Speech Title: Information Theory as a Unified Tool for Understanding and Designing Human-Computer Interaction
Information theory, particularly in a Bayesian context, has recently regained interest as a unified tool to understand and design human-computer communication and interaction. Like in everyday life, by continuously making predictions using previous experiences, the human-computer interaction should somehow aim at reducing the level of uncertainty (entropy), reinforcing true predictions and correcting wrong ones, via some feedback interaction loop. Taking the stance that human-computer interaction can be considered as a communication process, where uncertainty and information are described using information-theoretic terms, we can design interaction in such a way to optimize decisions under uncertainty.
In my presentation I will illustrate these concepts in the context of a Bayesian experimental design using an expected utility function, where the computer can "runs experiments" on the user by sending feedback that maximizes the expected gain of information by the computer, and exploits the users’ subsequent input to update its knowledge as interaction progresses. Applications to Fitts' law, fast file retrieval and multiscale navigation are given to illustrate the concepts.
Prof. Juan Carlos Olabe
Christian Brothers University, USA
Dr. Olabe and his research group are active participants in the field of learning and teaching technologies applied to online education, including the following areas: a) the design of multimedia content for primary, secondary and college level courses; b) the development of pedagogical methodologies for new digital learning environments; c) the creation and use of technological-based tools applied to teaching and learning; d) the implementation of resources for active pedagogical methodologies; and e) the delivery of Master’s, Bachelor’s courses and degrees using learning platforms. During the last two decades, Dr.
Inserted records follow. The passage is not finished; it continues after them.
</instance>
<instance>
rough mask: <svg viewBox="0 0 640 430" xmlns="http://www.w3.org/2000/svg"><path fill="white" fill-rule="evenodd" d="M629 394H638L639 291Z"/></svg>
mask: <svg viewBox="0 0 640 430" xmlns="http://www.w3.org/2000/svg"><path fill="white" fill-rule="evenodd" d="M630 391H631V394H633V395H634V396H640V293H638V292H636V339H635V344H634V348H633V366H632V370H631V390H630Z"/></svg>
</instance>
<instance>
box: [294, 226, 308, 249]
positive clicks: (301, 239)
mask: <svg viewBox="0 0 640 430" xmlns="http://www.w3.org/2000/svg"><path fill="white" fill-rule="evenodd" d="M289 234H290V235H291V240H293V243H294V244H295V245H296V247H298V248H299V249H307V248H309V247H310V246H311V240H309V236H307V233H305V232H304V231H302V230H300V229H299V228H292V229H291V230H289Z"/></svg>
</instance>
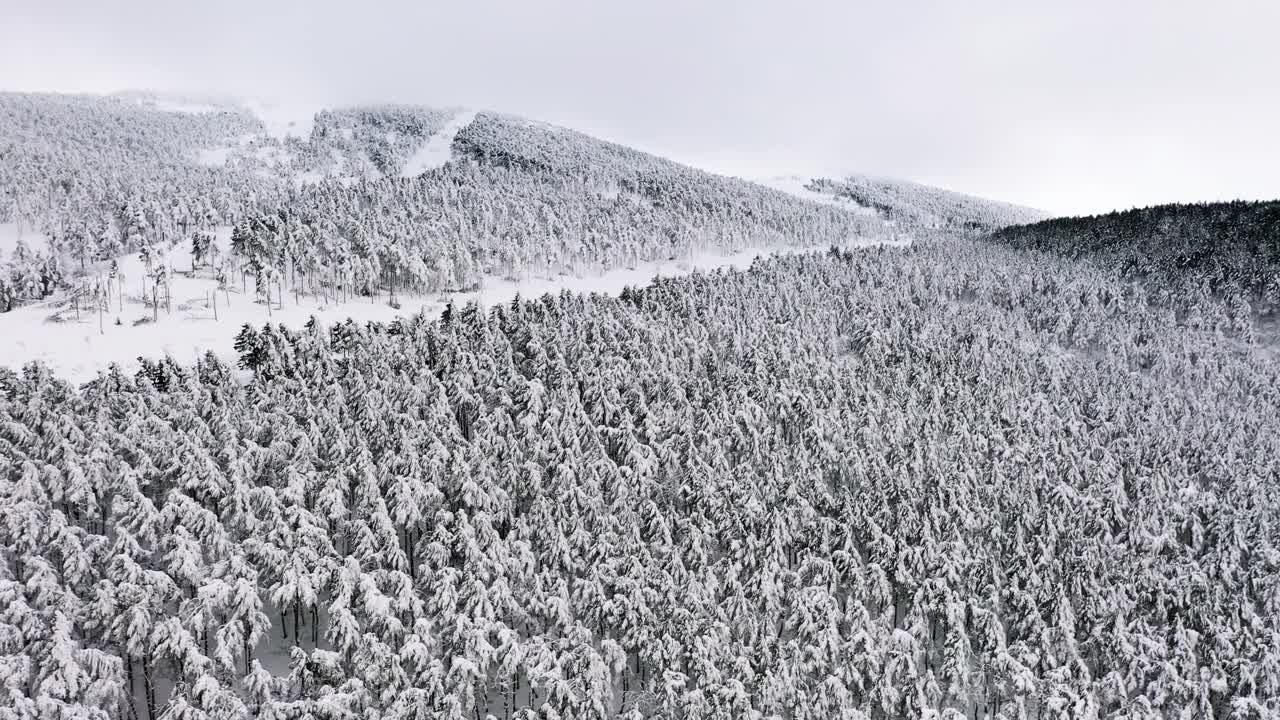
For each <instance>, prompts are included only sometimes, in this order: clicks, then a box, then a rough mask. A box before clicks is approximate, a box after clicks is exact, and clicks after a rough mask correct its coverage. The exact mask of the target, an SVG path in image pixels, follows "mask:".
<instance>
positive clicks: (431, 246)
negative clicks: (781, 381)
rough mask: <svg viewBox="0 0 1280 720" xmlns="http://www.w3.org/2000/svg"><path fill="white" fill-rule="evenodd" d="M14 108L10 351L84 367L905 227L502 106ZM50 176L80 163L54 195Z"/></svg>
mask: <svg viewBox="0 0 1280 720" xmlns="http://www.w3.org/2000/svg"><path fill="white" fill-rule="evenodd" d="M0 113H3V114H0V119H3V124H0V137H4V138H5V140H9V141H10V145H9V147H10V150H9V152H12V154H13V156H14V158H15V159H17V161H15V163H9V164H5V165H0V187H3V188H5V191H4V193H3V195H4V196H5V197H12V199H13V202H10V204H9V205H6V206H4V208H3V209H0V213H5V214H6V217H5V218H4V219H5V220H6V223H5V227H6V228H9V232H8V233H6V234H8V240H6V241H4V247H3V249H0V331H3V332H6V333H8V336H9V337H13V338H15V340H14V342H12V343H8V345H6V346H5V347H3V348H0V364H8V365H17V364H22V363H26V361H29V360H37V359H40V360H45V361H47V363H50V364H52V366H55V368H58V369H59V370H60V372H61V373H64V374H65V375H67V377H72V378H77V379H87V378H88V377H91V375H92V374H93V373H96V372H97V370H100V369H102V368H105V366H108V365H109V364H110V363H120V364H122V365H124V366H125V368H132V366H136V360H137V357H138V356H140V355H161V354H173V355H174V356H178V357H184V359H191V357H193V356H195V354H198V352H201V351H204V350H215V351H219V352H227V351H228V350H227V348H229V346H230V345H229V341H230V338H232V337H233V336H234V333H236V331H237V329H238V327H239V325H241V324H243V323H244V322H252V323H262V322H268V320H271V322H279V323H285V324H291V325H294V327H297V325H301V324H302V323H303V322H306V319H307V318H310V316H311V315H316V316H319V318H323V319H324V318H330V319H334V318H343V316H347V315H351V316H355V318H360V319H389V318H392V316H394V315H396V314H397V313H407V311H410V310H413V309H419V307H426V309H431V307H439V306H440V304H442V302H443V299H444V297H447V296H463V295H466V296H475V297H480V299H485V297H494V299H498V297H507V296H509V295H513V293H515V292H516V291H517V288H518V291H520V292H522V293H525V295H539V293H541V292H544V291H548V290H549V291H558V290H561V288H566V287H570V288H590V287H607V288H613V290H617V288H620V287H621V284H622V283H623V282H631V283H635V282H643V281H645V279H648V278H649V277H652V274H653V273H654V272H658V270H659V269H660V270H662V272H664V273H673V272H681V270H682V269H684V268H687V266H690V265H694V266H714V265H721V264H730V265H732V264H736V263H740V261H741V259H742V258H745V256H748V255H750V254H754V252H772V251H774V250H776V249H797V247H827V246H832V245H836V246H859V245H876V243H881V242H887V243H899V245H900V243H904V242H908V241H909V238H908V236H906V234H902V233H899V232H891V231H888V229H887V228H884V225H883V223H882V222H879V219H877V218H873V217H868V215H867V214H865V211H864V210H860V209H858V208H856V206H854V205H851V204H847V202H844V201H836V202H822V204H815V202H810V201H806V200H801V199H796V197H795V196H794V195H788V193H783V192H777V191H774V190H771V188H765V187H762V186H759V184H754V183H749V182H744V181H739V179H733V178H724V177H719V176H713V174H709V173H704V172H701V170H696V169H694V168H689V167H685V165H680V164H676V163H672V161H669V160H664V159H660V158H655V156H653V155H648V154H644V152H639V151H635V150H631V149H627V147H623V146H618V145H614V143H608V142H602V141H598V140H595V138H591V137H589V136H585V135H581V133H576V132H572V131H568V129H564V128H557V127H554V126H547V124H544V123H536V122H530V120H525V119H520V118H512V117H508V115H499V114H493V113H474V111H462V110H449V109H430V108H420V106H403V105H372V106H356V108H337V109H317V108H307V106H282V105H266V104H260V102H251V104H232V102H224V101H218V100H207V99H184V97H160V96H151V95H146V94H132V95H119V96H111V97H91V96H74V97H68V96H56V95H13V94H9V95H4V94H0ZM102 127H105V128H110V131H109V132H101V131H99V129H92V128H102ZM122 147H138V149H141V151H137V152H129V154H122V152H120V149H122ZM46 150H47V152H46ZM50 177H65V178H68V179H67V181H65V182H60V183H56V184H55V186H52V191H50V184H49V182H47V178H50ZM814 197H818V196H814ZM18 227H22V228H24V234H26V242H24V246H23V250H22V251H20V252H17V254H15V252H14V250H15V249H17V247H15V240H17V234H18V233H17V228H18ZM233 229H234V232H233ZM233 236H234V237H236V238H237V242H234V243H233V242H232V237H233ZM209 237H212V238H214V241H212V242H206V245H209V247H206V249H205V251H204V256H201V258H200V259H198V263H197V264H198V265H200V266H198V268H197V269H196V270H195V272H192V246H193V245H196V243H197V242H204V241H202V240H201V238H209ZM143 254H146V259H145V258H143ZM113 261H114V265H115V269H114V274H113V270H111V266H113ZM157 283H159V284H157ZM157 287H159V288H163V290H164V296H163V302H161V304H160V307H159V309H157V307H156V305H157V304H156V302H155V301H152V299H151V296H150V293H151V291H152V290H154V288H157ZM219 288H220V290H219ZM215 290H216V291H218V292H215ZM215 305H216V306H218V310H219V313H218V316H216V318H214V310H215ZM397 306H398V307H397ZM5 310H8V313H4V311H5ZM100 325H101V327H100Z"/></svg>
Olabe and his research group have received the support of the European Union and the National Council for Science and Technology of Latin-American through the funding of a large number of research and development projects. Dr. Olabe has published several books and multiple articles in international journals, and has collaborated with international journals and committees. He has established working relationships with members of the MIT Lifelong Kindergarten group and with members of the One Laptop per Child project (OLCP) in the US and in multiple countries of Latin America. He has established relationships with governmental educational groups of the Ministries of Education of Peru, the Dominican Republic, and Colombia, as well as the educational networks RENATA of Colombia and CONACyT of Paraguay, and research groups at the University of Alicante, University of Extremadura, University of Salamanca, Luisíada University of Portugal, University of Silesia and LaSalle Bajío University (Mexico).